Fumes—sickly, pungent, corrosive. An itch in his nostrils that started to sting, then burned as if his nose were swarming with fire ants.

 Shadrak came to with a sneeze. His eyes spilled acid tears. He went to wipe them, but his hands wouldn’t move. Panicked, he tried to sit up, but he was held flat against a hard surface, something cold and firm securing his wrists and ankles. He tried turning his head to see, but some kind of collar secured his neck to whatever he was lying on.

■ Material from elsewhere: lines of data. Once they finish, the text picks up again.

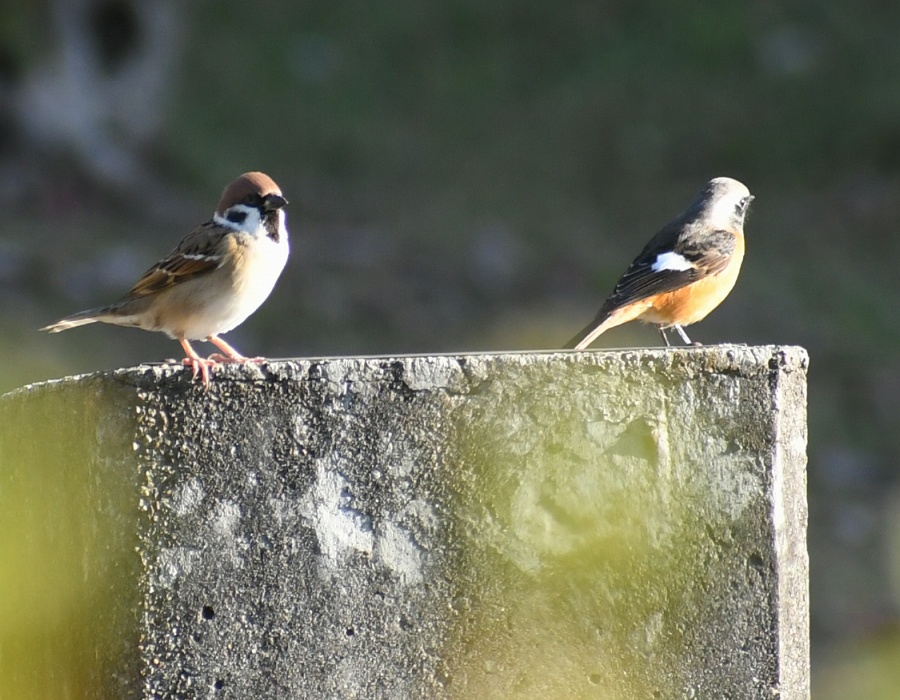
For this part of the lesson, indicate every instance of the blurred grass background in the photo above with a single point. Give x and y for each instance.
(475, 176)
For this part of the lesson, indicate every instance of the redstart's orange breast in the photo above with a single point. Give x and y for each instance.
(685, 271)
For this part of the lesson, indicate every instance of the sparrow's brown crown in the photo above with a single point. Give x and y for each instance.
(252, 189)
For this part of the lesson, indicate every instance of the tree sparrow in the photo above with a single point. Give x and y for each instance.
(215, 278)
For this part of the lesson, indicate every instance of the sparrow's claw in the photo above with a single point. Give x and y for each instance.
(199, 366)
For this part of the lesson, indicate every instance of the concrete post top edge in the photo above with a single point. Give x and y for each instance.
(709, 357)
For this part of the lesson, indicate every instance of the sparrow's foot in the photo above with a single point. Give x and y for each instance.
(199, 366)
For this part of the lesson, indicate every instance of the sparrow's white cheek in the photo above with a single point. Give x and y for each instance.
(671, 261)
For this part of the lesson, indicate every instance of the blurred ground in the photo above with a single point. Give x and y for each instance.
(475, 176)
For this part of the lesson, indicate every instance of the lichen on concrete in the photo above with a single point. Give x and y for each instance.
(622, 524)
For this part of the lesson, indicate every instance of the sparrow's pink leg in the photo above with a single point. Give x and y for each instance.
(196, 363)
(231, 355)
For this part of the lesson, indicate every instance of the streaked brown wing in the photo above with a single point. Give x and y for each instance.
(709, 254)
(198, 254)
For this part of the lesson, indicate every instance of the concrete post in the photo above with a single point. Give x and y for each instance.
(621, 524)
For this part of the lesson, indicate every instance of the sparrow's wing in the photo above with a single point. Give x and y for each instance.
(671, 262)
(198, 254)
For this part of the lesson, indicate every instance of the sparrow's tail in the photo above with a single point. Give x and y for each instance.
(79, 319)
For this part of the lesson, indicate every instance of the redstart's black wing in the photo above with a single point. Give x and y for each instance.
(666, 265)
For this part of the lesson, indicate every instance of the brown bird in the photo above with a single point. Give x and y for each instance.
(685, 271)
(215, 278)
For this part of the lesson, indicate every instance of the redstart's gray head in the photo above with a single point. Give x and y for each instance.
(723, 203)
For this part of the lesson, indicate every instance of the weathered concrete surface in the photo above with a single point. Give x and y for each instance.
(626, 524)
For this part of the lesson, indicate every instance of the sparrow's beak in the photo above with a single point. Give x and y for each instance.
(274, 201)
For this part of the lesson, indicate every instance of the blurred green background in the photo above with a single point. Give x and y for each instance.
(473, 175)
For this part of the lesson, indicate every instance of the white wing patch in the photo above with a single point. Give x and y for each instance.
(671, 261)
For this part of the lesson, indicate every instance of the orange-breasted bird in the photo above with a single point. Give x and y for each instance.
(685, 271)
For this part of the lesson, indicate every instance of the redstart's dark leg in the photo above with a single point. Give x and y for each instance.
(687, 341)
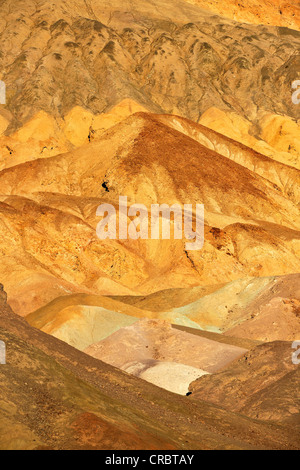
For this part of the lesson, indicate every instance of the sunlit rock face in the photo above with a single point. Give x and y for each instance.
(164, 102)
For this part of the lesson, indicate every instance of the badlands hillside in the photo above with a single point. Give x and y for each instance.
(144, 344)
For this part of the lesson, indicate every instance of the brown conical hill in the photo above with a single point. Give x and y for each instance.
(252, 226)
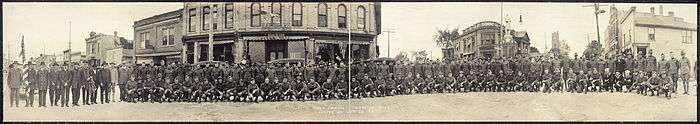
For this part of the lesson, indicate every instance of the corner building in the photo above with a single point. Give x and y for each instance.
(264, 31)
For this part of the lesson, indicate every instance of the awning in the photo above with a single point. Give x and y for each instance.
(158, 54)
(265, 38)
(343, 41)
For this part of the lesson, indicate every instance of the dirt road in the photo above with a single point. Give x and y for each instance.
(482, 106)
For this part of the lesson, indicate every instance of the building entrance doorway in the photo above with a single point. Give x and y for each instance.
(276, 50)
(328, 52)
(223, 52)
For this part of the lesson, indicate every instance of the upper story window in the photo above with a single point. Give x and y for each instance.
(361, 15)
(296, 14)
(652, 34)
(255, 14)
(687, 37)
(322, 15)
(168, 37)
(276, 11)
(145, 40)
(342, 16)
(190, 21)
(214, 16)
(206, 17)
(488, 38)
(228, 14)
(92, 48)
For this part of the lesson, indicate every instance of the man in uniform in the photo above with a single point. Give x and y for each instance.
(79, 83)
(106, 78)
(66, 77)
(32, 77)
(53, 83)
(123, 72)
(672, 72)
(14, 78)
(684, 65)
(42, 83)
(651, 64)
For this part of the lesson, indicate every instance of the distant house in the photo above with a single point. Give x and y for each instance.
(70, 57)
(102, 48)
(43, 58)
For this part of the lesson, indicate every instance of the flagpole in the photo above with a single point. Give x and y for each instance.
(349, 55)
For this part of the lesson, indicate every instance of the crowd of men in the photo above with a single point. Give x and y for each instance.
(645, 74)
(65, 84)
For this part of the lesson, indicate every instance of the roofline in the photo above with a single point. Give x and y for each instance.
(163, 16)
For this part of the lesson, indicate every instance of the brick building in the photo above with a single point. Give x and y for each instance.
(260, 32)
(103, 48)
(159, 38)
(637, 31)
(487, 40)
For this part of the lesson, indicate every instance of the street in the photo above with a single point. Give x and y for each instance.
(475, 106)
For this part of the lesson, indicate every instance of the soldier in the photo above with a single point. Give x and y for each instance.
(672, 72)
(651, 64)
(501, 81)
(571, 82)
(105, 84)
(14, 77)
(253, 91)
(314, 89)
(342, 87)
(654, 84)
(665, 86)
(79, 83)
(461, 82)
(94, 84)
(490, 80)
(546, 81)
(53, 81)
(640, 80)
(380, 85)
(301, 90)
(582, 84)
(618, 79)
(369, 87)
(66, 77)
(662, 64)
(32, 77)
(627, 79)
(576, 63)
(286, 87)
(43, 83)
(556, 79)
(123, 76)
(684, 69)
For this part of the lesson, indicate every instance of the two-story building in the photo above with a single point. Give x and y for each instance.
(159, 38)
(264, 31)
(103, 48)
(487, 40)
(639, 32)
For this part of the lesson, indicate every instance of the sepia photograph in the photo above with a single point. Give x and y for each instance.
(349, 61)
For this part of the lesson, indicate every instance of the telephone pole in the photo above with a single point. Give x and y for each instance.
(388, 43)
(596, 12)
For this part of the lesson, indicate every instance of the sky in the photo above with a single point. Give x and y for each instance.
(45, 26)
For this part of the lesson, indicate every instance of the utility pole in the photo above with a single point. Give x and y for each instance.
(69, 43)
(596, 12)
(22, 53)
(349, 55)
(388, 43)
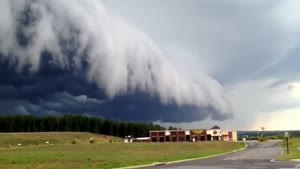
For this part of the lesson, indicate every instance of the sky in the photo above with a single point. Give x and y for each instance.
(190, 64)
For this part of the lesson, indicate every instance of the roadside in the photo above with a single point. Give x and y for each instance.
(294, 150)
(185, 160)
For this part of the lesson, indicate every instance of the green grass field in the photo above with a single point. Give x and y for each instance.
(103, 154)
(294, 147)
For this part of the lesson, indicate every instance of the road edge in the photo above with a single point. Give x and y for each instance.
(184, 160)
(274, 160)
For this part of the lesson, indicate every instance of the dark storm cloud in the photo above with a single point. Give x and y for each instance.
(56, 91)
(59, 57)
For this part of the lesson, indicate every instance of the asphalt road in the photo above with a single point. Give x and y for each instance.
(256, 156)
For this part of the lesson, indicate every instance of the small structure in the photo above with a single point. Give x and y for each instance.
(142, 139)
(214, 134)
(128, 139)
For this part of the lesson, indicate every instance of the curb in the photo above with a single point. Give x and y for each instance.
(184, 160)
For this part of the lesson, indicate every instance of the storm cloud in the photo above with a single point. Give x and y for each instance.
(77, 57)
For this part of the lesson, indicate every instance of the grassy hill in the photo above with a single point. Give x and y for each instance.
(61, 138)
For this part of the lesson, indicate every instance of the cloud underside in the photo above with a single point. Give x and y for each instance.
(53, 91)
(58, 57)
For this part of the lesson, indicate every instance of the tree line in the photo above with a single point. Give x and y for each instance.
(75, 123)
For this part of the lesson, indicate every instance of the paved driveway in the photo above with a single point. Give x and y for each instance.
(257, 156)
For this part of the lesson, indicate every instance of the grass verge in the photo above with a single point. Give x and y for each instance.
(106, 155)
(294, 149)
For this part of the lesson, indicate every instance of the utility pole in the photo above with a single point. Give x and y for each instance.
(286, 135)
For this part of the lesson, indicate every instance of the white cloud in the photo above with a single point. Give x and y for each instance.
(121, 57)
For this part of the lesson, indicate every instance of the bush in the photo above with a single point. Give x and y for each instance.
(262, 139)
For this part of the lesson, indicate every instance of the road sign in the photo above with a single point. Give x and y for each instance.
(286, 134)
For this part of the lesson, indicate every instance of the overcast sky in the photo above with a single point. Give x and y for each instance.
(251, 47)
(192, 64)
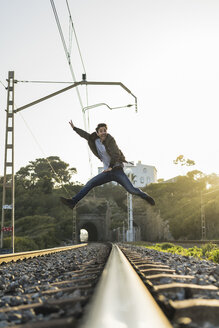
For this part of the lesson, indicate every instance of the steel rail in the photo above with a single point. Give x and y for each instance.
(122, 300)
(25, 255)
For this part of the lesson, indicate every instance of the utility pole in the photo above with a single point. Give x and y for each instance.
(130, 234)
(203, 222)
(8, 200)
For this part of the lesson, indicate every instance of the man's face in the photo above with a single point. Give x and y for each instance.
(102, 133)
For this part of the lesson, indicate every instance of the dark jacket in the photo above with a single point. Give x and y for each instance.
(110, 144)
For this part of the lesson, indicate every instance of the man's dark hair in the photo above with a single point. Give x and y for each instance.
(101, 125)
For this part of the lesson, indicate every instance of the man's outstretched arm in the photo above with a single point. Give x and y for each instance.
(81, 132)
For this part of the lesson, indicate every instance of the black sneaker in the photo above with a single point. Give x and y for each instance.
(68, 202)
(149, 199)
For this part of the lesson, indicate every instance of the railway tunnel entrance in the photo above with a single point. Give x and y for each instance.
(89, 231)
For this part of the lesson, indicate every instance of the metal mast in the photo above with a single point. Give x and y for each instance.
(8, 182)
(203, 223)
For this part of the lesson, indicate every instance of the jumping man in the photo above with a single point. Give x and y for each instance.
(104, 146)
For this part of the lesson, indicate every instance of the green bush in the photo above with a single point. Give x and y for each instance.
(21, 244)
(214, 256)
(208, 247)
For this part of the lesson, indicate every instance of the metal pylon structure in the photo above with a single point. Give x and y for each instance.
(8, 196)
(203, 221)
(74, 226)
(8, 180)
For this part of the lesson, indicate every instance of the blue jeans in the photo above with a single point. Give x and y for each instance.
(117, 175)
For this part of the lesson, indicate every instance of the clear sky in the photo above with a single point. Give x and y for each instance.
(165, 51)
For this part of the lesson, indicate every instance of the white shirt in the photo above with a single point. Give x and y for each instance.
(105, 158)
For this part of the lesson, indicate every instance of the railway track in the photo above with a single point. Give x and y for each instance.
(77, 288)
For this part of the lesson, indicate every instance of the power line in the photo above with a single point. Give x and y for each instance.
(72, 24)
(41, 149)
(70, 66)
(66, 50)
(26, 81)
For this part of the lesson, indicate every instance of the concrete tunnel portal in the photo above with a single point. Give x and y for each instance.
(91, 230)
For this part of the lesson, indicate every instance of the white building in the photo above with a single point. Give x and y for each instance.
(142, 174)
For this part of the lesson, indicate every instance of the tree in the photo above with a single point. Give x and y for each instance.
(45, 173)
(183, 161)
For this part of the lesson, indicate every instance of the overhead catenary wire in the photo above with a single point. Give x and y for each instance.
(41, 149)
(71, 68)
(3, 84)
(76, 39)
(66, 50)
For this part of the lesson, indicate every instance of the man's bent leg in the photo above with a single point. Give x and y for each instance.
(98, 180)
(122, 179)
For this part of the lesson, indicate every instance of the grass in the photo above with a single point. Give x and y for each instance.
(207, 251)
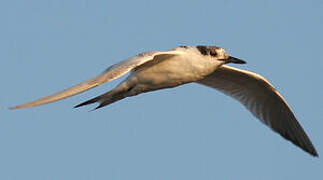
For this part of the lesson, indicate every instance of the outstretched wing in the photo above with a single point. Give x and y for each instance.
(110, 74)
(263, 100)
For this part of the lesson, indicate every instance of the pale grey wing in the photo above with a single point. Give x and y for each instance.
(111, 73)
(263, 100)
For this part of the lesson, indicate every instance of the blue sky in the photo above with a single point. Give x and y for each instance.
(190, 132)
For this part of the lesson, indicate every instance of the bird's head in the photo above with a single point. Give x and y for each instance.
(219, 54)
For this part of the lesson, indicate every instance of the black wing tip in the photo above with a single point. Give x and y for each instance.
(305, 145)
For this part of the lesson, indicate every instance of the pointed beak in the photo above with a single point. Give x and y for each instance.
(234, 60)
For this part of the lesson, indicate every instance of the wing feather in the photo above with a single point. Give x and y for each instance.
(109, 74)
(262, 100)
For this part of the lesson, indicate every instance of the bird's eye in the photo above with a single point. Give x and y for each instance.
(213, 54)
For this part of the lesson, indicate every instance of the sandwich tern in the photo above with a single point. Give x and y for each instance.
(204, 65)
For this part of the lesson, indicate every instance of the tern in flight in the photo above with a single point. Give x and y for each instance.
(204, 65)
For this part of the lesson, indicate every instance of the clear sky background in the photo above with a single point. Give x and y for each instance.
(191, 132)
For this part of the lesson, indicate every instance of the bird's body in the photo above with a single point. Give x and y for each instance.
(201, 64)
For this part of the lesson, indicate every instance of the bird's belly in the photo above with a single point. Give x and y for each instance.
(170, 73)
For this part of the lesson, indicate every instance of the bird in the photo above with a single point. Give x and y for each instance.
(205, 65)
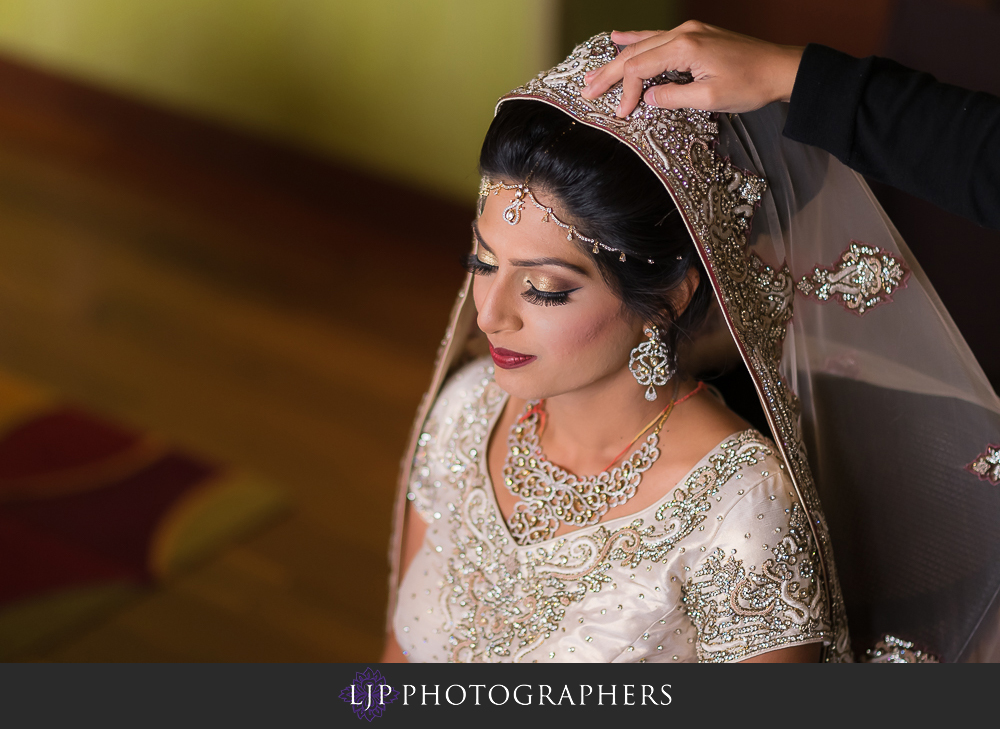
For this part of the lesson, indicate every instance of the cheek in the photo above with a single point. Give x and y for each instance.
(596, 338)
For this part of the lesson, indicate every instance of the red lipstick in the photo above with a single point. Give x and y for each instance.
(507, 360)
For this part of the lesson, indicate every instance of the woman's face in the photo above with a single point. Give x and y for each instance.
(553, 324)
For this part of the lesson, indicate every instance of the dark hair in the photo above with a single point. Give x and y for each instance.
(605, 190)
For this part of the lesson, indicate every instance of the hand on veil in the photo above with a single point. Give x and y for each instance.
(731, 72)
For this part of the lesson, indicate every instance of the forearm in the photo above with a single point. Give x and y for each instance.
(902, 127)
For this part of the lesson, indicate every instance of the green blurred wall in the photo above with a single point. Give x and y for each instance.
(404, 87)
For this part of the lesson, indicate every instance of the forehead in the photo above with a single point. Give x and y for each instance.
(530, 237)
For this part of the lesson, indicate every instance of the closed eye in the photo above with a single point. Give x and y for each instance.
(546, 298)
(473, 265)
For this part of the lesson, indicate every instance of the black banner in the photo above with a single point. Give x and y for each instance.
(342, 695)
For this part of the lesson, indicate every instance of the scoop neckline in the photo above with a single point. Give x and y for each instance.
(484, 468)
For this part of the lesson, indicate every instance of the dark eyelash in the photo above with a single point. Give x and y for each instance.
(473, 265)
(546, 298)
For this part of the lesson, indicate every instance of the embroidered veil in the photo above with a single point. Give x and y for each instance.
(877, 406)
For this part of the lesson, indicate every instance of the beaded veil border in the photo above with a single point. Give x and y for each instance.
(717, 201)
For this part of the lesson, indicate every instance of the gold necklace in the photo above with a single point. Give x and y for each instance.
(549, 495)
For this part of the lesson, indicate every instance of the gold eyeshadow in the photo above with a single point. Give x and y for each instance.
(486, 257)
(543, 283)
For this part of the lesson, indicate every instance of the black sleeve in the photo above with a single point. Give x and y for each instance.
(902, 127)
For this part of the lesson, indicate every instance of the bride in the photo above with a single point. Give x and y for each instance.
(576, 495)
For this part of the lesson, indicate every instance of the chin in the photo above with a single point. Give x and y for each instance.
(523, 384)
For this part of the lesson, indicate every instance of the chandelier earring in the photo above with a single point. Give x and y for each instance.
(649, 363)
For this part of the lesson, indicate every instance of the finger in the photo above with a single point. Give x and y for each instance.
(697, 95)
(628, 37)
(631, 92)
(612, 72)
(647, 65)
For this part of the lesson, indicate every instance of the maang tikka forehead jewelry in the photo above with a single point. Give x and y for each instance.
(523, 194)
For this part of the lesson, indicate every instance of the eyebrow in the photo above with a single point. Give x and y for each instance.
(532, 262)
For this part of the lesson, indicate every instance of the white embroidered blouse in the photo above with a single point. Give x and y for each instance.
(724, 568)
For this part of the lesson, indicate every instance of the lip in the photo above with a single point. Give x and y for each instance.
(508, 360)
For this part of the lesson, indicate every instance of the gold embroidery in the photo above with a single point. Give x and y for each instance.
(717, 201)
(502, 603)
(987, 465)
(740, 611)
(864, 278)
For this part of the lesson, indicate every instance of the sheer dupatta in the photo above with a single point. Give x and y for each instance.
(877, 405)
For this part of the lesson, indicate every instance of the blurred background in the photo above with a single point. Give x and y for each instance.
(229, 241)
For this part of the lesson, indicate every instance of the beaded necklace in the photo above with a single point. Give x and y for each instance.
(549, 495)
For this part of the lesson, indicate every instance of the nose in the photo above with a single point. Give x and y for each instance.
(496, 302)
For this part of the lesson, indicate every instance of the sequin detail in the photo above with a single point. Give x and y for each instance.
(987, 465)
(896, 650)
(717, 201)
(863, 278)
(742, 611)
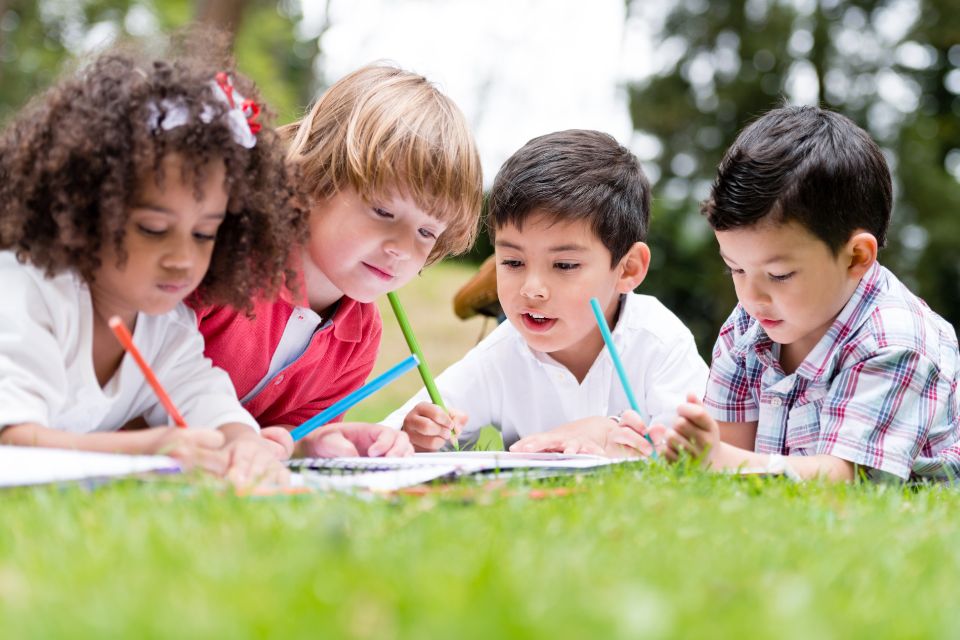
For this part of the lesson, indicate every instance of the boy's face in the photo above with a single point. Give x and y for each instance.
(365, 249)
(546, 275)
(789, 281)
(169, 242)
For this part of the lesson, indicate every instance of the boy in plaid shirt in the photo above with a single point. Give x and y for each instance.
(828, 358)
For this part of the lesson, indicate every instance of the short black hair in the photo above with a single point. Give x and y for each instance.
(575, 175)
(807, 164)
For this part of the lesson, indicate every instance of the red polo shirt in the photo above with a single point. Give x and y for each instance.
(337, 360)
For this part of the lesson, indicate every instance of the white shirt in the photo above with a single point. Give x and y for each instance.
(505, 383)
(46, 361)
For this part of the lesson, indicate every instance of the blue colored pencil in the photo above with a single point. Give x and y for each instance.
(617, 363)
(351, 399)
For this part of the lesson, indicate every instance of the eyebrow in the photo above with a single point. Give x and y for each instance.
(213, 215)
(780, 257)
(555, 249)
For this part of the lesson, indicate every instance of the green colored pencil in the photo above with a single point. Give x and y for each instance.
(411, 339)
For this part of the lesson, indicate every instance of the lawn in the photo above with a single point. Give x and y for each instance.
(629, 552)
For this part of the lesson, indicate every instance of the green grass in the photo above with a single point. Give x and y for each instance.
(626, 553)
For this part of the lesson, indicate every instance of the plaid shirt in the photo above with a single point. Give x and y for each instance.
(879, 389)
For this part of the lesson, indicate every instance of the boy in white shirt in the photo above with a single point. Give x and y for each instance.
(568, 215)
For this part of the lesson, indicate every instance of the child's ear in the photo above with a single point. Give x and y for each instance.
(861, 252)
(633, 267)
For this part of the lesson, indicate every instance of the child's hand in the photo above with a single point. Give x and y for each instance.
(281, 438)
(192, 448)
(253, 461)
(694, 432)
(596, 435)
(430, 427)
(356, 439)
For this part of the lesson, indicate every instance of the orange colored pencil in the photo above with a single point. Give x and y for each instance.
(123, 335)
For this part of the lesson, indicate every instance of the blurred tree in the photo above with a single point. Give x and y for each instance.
(271, 42)
(889, 65)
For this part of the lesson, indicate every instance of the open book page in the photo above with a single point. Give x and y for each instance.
(387, 474)
(21, 466)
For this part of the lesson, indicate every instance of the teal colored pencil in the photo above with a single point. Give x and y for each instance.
(617, 363)
(351, 399)
(414, 346)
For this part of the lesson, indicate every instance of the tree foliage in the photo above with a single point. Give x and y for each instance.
(886, 64)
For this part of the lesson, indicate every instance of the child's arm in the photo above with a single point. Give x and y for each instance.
(355, 439)
(191, 447)
(698, 434)
(597, 435)
(429, 427)
(465, 388)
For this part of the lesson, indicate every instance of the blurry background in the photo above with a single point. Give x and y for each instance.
(674, 80)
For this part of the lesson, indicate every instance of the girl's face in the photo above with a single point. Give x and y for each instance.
(169, 242)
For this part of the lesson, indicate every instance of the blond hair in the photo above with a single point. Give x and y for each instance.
(382, 129)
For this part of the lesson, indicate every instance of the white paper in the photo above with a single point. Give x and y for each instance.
(389, 474)
(21, 466)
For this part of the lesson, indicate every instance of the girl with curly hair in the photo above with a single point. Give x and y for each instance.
(124, 188)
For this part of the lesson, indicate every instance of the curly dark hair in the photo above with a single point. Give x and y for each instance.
(71, 162)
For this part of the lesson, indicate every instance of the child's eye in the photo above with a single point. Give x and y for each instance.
(148, 231)
(781, 278)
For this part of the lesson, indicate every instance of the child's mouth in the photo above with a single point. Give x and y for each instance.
(378, 273)
(537, 322)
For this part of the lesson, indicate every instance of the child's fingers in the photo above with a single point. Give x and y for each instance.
(627, 437)
(433, 413)
(241, 462)
(383, 443)
(400, 448)
(281, 438)
(330, 444)
(427, 427)
(589, 447)
(204, 438)
(535, 444)
(458, 420)
(695, 413)
(427, 444)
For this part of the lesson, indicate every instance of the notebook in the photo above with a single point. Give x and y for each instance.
(21, 466)
(388, 474)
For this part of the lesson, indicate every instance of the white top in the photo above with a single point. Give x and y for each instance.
(505, 383)
(46, 361)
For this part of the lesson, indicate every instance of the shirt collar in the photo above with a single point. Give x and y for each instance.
(347, 315)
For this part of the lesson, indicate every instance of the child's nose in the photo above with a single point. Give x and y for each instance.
(180, 254)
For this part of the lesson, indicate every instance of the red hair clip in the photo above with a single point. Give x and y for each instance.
(223, 81)
(251, 110)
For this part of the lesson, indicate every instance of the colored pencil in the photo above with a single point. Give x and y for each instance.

A dark smudge passed in front of his vision. He blinked furiously to clear his eyes. Not a smudge, a beard. A broad face, blurry and indistinct, gazing down at him. A few more blinks, and the face came into focus.

Arecagen.

In the background all Shadrak could see was the ceiling, rough and grey and glistening with moisture. Underground was his guess. Away from prying eyes.

“I once vivisected a husk child on this very slab,” the sorcerer said. “Not strictly true: it was several husk children over a long period of time. I have traffickers like you to thank for the opportunity. Good specimens are so hard to come by, what with the Maresmen being so diligent. I assume that one outside the theater was intending to punish you for past deeds. Well, don’t worry: all those years of experimentation have taught me a few tricks, as far as husks are concerned. He’ll not trouble you again.”

“You killed the Ghost?” Shadrak said. “How?” His throat was dry, and he coughed.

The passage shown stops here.